Animates a 3D data cube (time series of 2D images).

Parameters:

  • cube (ndarray) –

    The 3D data cube to be animated (time, row, column).

  • scol_2d (Optional[ndarray], default: None ) –

    The column coordinates of scatter points, by default None.

  • srow_2d (Optional[ndarray], default: None ) –

    The row coordinates of scatter points, by default None.

  • cadenceno (Optional[ndarray], default: None ) –

    Cadence numbers corresponding to the time axis, by default None.

  • time (Optional[ndarray], default: None ) –

    Time values corresponding to the time axis, by default None.

  • plot_type (str, default: 'img' ) –

    The type of plot to create ('img' or 'scatter'), by default "img".

  • extent (Optional[Tuple], default: None ) –

    The extent of the images (left, right, bottom, top), by default None.

  • interval (int, default: 200 ) –

    Delay between frames in milliseconds, by default 200.

  • repeat_delay (int, default: 1000 ) –

    Delay in milliseconds before repeating the animation, by default 1000.

  • step (int, default: 1 ) –

    Step size for frame selection, by default 1.

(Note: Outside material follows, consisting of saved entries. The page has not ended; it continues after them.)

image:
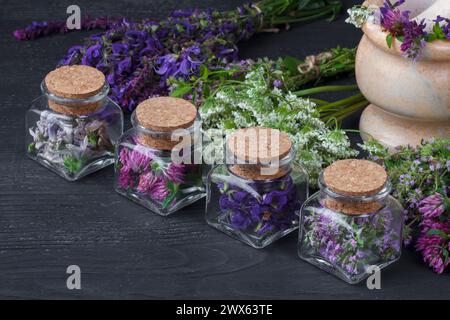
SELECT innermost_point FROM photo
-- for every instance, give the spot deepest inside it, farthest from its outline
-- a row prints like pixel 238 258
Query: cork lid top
pixel 355 177
pixel 259 144
pixel 166 114
pixel 76 82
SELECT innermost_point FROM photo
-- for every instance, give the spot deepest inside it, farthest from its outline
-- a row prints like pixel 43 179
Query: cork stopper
pixel 162 116
pixel 257 147
pixel 354 178
pixel 74 82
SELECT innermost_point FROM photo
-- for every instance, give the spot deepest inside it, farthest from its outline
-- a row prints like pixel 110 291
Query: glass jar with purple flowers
pixel 156 161
pixel 352 226
pixel 73 126
pixel 257 194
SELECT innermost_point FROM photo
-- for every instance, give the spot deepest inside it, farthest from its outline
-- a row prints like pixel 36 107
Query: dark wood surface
pixel 123 250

  • suptitle (str, default: '' ) –

    Overall title for the animation figure, by default "".

  • bar_label (str, default: 'Flux [e-/s]' ) –

    The label for the colorbar, by default "Flux [e-/s]".

Returns:

  • FuncAnimation

    The matplotlib FuncAnimation object.

int_to_binary_array

int_to_binary_array(integer: int, num_bits: int) -> ndarray

Converts a non-negative integer to its binary representation as a NumPy array.

Parameters:

  • integer (int) –

    The non-negative integer to convert.

  • num_bits (int) –

    The desired number of bits in the output binary representation. The binary string will be left-padded with zeros if necessary. Must be greater than zero.

Returns:

  • ndarray

    A NumPy array of dtype uint8 representing the binary digits (0 or 1), with the most significant bit first. The length of the array is num_bits.

has_bit

has_bit(quality_array: ndarray, bit: int) -> ndarray

Checks if a specific bit is set in each element of a quality flag array.

Parameters:

  • quality_array (ndarray) –

    A NumPy array of integers (quality flags).

  • bit (int) –

    The bit position to check (1-based index, where 1 is the LSB). Must be between 1 and 16 (inclusive).

Returns:

  • ndarray

    A boolean NumPy array of the same shape as quality_array, where True indicates that the specified bit is set (1) in the corresponding quality flag integer.